Data Analyst's Blog @dataanalystblog-blog - Tumblr Blog

Assignment 3

In the third assignment I am going to perform multilinear regression on relationship between interest rate and annual income of client, term in which client is supposed to repay the loan, installment and home ownership of client.

I centered my variables and recoded them like this:

data import1;

set work.import1;

annual_inc_c = annual_inc - 75133.67;

installment_c = installment -447.9723112;

funded_amnt_c = funded_amnt -15438.95;

/*check vycentrovani*/

run;

DATA import1;

SET import1;

/*home_ownership_c = .; */

IF (home_ownership="MORTGAGE") THEN home_ownership_c = 0;

IF (home_ownership="OWN") THEN home_ownership_c = 1;

IF (home_ownership="RENT") THEN home_ownership_c = 2;

/*purpose_c = .;*/

IF (title = "Business") THEN purpose_c = 0;

IF (title = "Car financing") THEN purpose_c = 1;

IF (title = "Credit card refinancing") THEN purpose_c = 2;

IF (title = "Debt consolidation") THEN purpose_c = 3;

IF (title = "Green loan") THEN purpose_c = 4;

IF (title = "Home buying") THEN purpose_c = 5;

IF (title = "Home improvement") THEN purpose_c = 6;

IF (title = "Major purchase") THEN purpose_c = 7;

IF (title = "Medical expenses") THEN purpose_c = 8;

IF (title = "Moving and relocation") THEN purpose_c = 9;

IF (title ="Other") THEN purpose_c = 10;

IF (title ="Paying off higher inter") THEN purpose_c = 11;

IF (title = "Vacation") THEN purpose_c = 12;

/* grade_c = .;*/

IF (grade = "A") THEN grade_c = 0;

IF (grade = "B") THEN grade_c = 1;

IF (grade = "C") THEN grade_c = 2;

IF (grade = "D") THEN grade_c = 3;

IF (grade = "E") THEN grade_c = 4;

IF (grade = "F") THEN grade_c = 5;

IF (grade = "G") THEN grade_c = 6;

/*term_c = .;*/

IF (term = "36 months") THEN term_c = 0;

IF (term = "60 months") THEN term_c = 1;

RUN;

And ran multi linear regression:

PROC GLM;

model int_rate=term_c annual_inc_c purpose_c home_ownership_c installment_c/solution clparm;

run;

I found out that this model has high ability of explaining relationship = R2 is 28%.

The p-values of every explanatory variable is < 0.05 and hence they are statistically significant.
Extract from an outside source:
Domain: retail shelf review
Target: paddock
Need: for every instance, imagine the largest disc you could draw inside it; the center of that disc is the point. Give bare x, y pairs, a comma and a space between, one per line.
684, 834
Before I drew the plots I calculated data for them like:

PROC GLM PLOTS(unpack)= all data=import; ods graphics on; model int_rate=term_c annual_inc_c purpose_c home_ownership_c installment_c/solution clparm; output residual=res student= stdres RSTUDENT = COOKD COOKD = cookd h= leverage out = results; run;

Thanks to this code I was able to drew:

Standardized residual plot

which was created like this:

PROC GPLOT data=results; label stdres = "Standardized Residual" id= "id"; plot stdres* id /vref = 0; run;

It shows that a lot of observations have standardized residual higher than 2, that means that model is unacceptable and observations should be deleted.

QQ plot for residuals

proc univariate data=results; var res term_c annual_inc_c purpose_c home_ownership_c installment_c; qqplot;

It shows that despite some outliers data are distributed normally.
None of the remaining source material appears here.